Memahami aktivitas gempa bulan tidak hanya bersifat akademis; ini penting untuk keselamatan astronot dan perencanaan infrastruktur. Getaran yang berkepanjangan dapat membahayakan habitat, landasan pendaratan, dan peralatan lainnya. Memetakan daerah rawan gempa akan membantu para insinyur memilih lokasi pangkalan yang lebih aman dan merancang struktur yang tahan gempa. Potensi gempa bumi yang berlangsung lama memerlukan mitigasi proaktif, terutama karena NASA bertujuan untuk mempertahankan kehadiran manusia di bulan.
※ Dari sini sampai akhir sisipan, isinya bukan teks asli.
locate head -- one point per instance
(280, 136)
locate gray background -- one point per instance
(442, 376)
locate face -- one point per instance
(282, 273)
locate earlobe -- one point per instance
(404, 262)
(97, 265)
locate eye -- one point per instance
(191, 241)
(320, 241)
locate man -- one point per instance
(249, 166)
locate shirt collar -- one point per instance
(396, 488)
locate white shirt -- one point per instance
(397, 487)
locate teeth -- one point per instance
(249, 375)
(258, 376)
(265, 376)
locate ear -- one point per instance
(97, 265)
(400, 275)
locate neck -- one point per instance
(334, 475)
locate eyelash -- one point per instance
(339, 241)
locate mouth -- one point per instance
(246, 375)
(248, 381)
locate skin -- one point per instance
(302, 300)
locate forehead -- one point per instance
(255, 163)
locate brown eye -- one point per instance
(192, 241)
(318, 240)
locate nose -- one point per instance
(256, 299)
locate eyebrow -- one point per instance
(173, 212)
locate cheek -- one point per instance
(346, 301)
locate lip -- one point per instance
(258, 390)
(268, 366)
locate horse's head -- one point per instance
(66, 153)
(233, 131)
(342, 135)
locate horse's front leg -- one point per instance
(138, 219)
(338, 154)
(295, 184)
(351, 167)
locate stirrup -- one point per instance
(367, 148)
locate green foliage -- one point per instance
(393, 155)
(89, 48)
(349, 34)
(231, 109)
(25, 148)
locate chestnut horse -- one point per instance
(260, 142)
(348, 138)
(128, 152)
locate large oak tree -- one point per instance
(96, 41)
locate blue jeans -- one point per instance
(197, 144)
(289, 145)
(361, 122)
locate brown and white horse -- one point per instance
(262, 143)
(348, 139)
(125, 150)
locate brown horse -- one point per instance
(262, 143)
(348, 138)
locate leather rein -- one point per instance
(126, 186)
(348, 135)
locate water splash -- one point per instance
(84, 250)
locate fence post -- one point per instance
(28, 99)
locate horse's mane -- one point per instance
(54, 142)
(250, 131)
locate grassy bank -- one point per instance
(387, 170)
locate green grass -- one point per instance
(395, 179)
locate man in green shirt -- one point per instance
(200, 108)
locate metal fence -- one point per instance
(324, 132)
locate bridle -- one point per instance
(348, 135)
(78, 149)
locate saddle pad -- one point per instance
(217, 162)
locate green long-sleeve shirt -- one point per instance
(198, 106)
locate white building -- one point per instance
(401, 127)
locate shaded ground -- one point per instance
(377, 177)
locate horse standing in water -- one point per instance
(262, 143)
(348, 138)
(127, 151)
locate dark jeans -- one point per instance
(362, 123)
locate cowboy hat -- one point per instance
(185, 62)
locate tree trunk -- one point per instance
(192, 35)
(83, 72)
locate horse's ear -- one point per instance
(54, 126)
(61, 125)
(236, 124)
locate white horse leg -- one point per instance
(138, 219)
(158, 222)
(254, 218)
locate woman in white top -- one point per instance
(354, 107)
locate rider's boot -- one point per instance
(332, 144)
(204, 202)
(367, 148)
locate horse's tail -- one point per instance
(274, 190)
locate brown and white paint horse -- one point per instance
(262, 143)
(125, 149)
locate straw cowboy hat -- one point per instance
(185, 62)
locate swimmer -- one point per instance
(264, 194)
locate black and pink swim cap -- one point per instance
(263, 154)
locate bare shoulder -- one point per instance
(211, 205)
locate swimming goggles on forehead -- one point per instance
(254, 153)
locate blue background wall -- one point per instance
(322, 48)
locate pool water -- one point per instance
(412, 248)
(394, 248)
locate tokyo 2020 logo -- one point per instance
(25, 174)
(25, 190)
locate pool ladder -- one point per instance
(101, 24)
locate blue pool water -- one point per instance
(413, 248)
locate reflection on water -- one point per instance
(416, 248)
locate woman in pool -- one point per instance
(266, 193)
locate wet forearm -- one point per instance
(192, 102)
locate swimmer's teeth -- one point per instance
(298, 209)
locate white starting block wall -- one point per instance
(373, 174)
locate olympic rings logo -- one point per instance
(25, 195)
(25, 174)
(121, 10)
Logistik Penerapan dan Temuan Penting

Para peneliti di Laboratorium Nasional Los Alamos telah menemukan bahwa kabel serat optik dapat bekerja secara efektif bahkan ketika tidak terkubur di permukaan bulan yang tidak ada udara. Sebuah penelitian yang dipublikasikan di Icarus menunjukkan bahwa kejernihan sinyal tetap konsisten terlepas dari kedalaman penguburan. Laporan lain yang muncul dalam Earth and Space Science, mengungkapkan bahwa kabel yang lebih tebal dan kaku menghasilkan sinyal yang lebih kuat, meskipun bobot tetap menjadi pertimbangan penting untuk misi luar angkasa.

Melampaui Seismologi: Pelacakan Debu

Kegunaan penginderaan serat optik tidak hanya terbatas pada gempa bulan. Teknologi ini juga dapat melacak penyebaran debu dan puing selama pendaratan pesawat ruang angkasa—sebuah faktor penting untuk menilai risiko ledakan pasir terhadap operasi bulan di masa depan.

Kesederhanaan penerapan serat optik, ditambah dengan efektivitas biaya, menjadikan teknologi ini sebagai landasan bagi eksplorasi bulan di masa depan.

Pendekatan ini menawarkan lompatan maju yang signifikan dalam kemampuan pemantauan bulan, membuka jalan bagi kehadiran manusia di bulan yang lebih aman dan berkelanjutan.